By Hidayatullah Tahjuddin and Stanley Widianto
PIDIE, Indonesia (Reuters) – Myanmar’s Rohingya face a wave of hostility and rejection in Indonesia, where regional communities say they are fed up of a spike in the numbers of boats carrying the persecuted ethnic minority to their shores.
More than 1,200 Rohingya have landed in Indonesia since November, data from the United Nations’ refugee agency (UNHCR) shows, with at least 300 more arriving last weekend.
“There are still many poor people here,” said Ella Saptia, 27, a resident of Pidie in the province of Aceh, where people have been sympathetic to the men, women and children among the Rohingya refugees brought by dilapidated boats for years.
“Why should we take care of thousands of Rohingya who cause many problems?” she added. “They have a bad influence.
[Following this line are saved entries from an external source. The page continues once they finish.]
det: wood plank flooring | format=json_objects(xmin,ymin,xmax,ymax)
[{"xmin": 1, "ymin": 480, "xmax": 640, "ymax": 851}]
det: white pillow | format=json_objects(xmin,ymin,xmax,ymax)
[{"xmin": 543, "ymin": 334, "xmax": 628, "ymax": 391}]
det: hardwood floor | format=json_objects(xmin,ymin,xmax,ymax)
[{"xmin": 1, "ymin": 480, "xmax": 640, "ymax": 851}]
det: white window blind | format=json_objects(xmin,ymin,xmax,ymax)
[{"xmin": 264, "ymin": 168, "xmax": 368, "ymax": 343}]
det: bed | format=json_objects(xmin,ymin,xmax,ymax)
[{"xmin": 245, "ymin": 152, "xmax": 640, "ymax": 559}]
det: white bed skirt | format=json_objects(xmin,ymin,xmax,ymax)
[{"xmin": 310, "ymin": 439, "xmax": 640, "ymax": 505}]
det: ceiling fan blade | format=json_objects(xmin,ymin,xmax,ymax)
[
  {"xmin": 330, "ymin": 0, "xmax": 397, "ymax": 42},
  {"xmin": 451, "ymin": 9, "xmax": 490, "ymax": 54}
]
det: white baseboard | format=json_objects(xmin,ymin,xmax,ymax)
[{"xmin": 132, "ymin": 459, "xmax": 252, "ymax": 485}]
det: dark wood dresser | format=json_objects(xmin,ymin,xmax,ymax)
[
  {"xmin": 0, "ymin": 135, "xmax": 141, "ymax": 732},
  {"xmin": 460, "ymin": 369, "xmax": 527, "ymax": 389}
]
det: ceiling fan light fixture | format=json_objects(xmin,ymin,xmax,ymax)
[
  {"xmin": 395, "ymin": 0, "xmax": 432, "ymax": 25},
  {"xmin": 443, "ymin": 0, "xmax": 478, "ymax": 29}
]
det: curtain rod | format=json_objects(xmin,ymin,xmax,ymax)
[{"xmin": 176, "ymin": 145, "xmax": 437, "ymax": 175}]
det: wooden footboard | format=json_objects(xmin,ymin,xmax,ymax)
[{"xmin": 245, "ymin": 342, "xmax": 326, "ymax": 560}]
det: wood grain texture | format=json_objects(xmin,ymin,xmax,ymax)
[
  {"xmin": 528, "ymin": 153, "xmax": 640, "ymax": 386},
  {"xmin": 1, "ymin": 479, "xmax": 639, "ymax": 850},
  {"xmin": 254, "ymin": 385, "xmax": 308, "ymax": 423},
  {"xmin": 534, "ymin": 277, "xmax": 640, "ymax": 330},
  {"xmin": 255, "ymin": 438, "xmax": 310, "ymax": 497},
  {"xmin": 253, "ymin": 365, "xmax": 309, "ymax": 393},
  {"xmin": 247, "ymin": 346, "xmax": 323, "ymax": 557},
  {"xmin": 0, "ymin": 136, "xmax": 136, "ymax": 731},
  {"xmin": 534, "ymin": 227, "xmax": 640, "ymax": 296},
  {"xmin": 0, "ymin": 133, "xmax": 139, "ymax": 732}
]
Some of them escape, and engage in sex outside of marriage and drugs.”
A spokesperson for the Aceh government did not immediately respond to a request for comment.
This year the refugees have encountered animosity and threats that their boats will be turned back around.
Last week, protesters on Aceh’s island of Sabang removed tents set up as temporary shelters for the Rohingya, images broadcast on local television showed, and threatened to push their boat back to sea.
Babar Baloch, an Asia spokesperson for the UNHCR, said the agency was “alarmed” by the reports, which could endanger the lives of those aboard.
Arrivals tend to spike between November and April, when the seas are calmer, with Rohingya taking boats to neighbouring Thailand and Muslim-majority Indonesia and Malaysia.
“They are too many Rohingya in Aceh,” said Desi Silvana, 30, another of those living in the area. “This year there are hundreds, even thousands that have come.”
About 135 Rohingya arrivals last weekend have been moved to the office of the provincial governor after a community in Aceh Besar district rejected them, media said.
It is unclear what has sparked the backlash, which also featured on social media.
“I don’t want to pay tax if it is used for Rohingya,” one user, with the handle trianiwiji9, said on the social platform X, formerly called Twitter. Another described the Rohingya as “parasites”.
In a statement on Friday, Indonesian President Joko Widodo blamed the recent surge in arrivals on human trafficking, and has promised to work with international organisations to offer temporary shelter.
For years, Rohingya have left Buddhist-majority Myanmar, where they are generally regarded as foreign interlopers from South Asia, denied citizenship and subjected to abuse.